Все же, несмотря на ее решительный отказ, он не выдержал и написал ей с пути. Штемпель на письме стоял Судан, и туда же он просил ответить, намереваясь после скитаний по пустыне вернуться в этот порт.
С страшным волнением она прочла это письмо, но прочла всего один раз и тотчас же поспешила письмо сжечь, чтобы не перечитывать более и не останавливаться на тоскливых призывах его.
«Знаю, что мне не следовало бы посылать Вам этого письма, — писал ей Дружинин, — что это бесполезно, и все-таки пишу.
А вдруг... А может быть.
Помните, как в тот ужасный вечер я сказал Вам, что если когда-нибудь Стрельников... Не стану дописывать этих слов. Я знаю, Вы не могли их забыть. Теперь смысл этих слов погас сам собой, но зато есть другое.

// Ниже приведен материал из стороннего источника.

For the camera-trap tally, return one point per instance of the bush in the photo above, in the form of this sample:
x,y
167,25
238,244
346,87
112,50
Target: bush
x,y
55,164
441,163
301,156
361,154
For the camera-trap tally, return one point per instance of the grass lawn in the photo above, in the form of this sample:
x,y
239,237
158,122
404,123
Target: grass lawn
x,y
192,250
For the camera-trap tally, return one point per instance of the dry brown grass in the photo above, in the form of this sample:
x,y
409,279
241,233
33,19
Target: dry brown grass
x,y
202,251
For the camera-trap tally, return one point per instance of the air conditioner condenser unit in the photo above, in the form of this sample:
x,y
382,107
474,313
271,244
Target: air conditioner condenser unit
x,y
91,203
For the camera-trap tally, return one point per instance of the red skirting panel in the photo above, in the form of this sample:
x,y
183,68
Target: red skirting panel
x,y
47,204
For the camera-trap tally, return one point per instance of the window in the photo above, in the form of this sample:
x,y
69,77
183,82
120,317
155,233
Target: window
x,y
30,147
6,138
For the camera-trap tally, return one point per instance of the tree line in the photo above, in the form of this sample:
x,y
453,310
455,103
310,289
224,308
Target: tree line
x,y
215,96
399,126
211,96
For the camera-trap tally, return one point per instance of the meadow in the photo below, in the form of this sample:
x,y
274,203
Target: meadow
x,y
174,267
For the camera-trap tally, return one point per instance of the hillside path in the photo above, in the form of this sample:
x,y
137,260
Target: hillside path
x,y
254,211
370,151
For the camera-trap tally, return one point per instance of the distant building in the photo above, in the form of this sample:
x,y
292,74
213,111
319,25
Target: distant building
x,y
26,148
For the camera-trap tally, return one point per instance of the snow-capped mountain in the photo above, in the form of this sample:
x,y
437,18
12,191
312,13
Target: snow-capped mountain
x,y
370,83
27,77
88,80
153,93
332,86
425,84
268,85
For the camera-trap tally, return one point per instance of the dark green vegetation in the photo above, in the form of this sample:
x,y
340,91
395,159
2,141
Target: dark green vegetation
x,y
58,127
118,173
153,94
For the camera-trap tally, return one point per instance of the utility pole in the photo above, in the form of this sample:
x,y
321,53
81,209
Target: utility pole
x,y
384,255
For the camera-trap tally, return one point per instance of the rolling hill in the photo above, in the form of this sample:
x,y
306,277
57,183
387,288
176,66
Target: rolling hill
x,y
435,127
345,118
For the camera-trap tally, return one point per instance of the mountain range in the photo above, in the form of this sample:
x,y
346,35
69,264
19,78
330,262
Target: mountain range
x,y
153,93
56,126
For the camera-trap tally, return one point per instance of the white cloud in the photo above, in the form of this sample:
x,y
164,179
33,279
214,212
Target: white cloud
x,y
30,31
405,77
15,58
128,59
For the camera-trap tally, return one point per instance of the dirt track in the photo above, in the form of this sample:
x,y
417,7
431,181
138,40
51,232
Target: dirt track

Я знаю, что Вы любите его и видел, как любите. Я видел этот подвиг, и он победил меня. Его этот подвиг спас. Для чего спас, я не знаю. Может быть, для того, чтобы он понял, что несчастье это послано ему самой судьбой, дабы он познал цену и красоту иных радостей, иных сокровищ жизни, нежели те, которые он, как художник, постигал едва ли не одними глазами.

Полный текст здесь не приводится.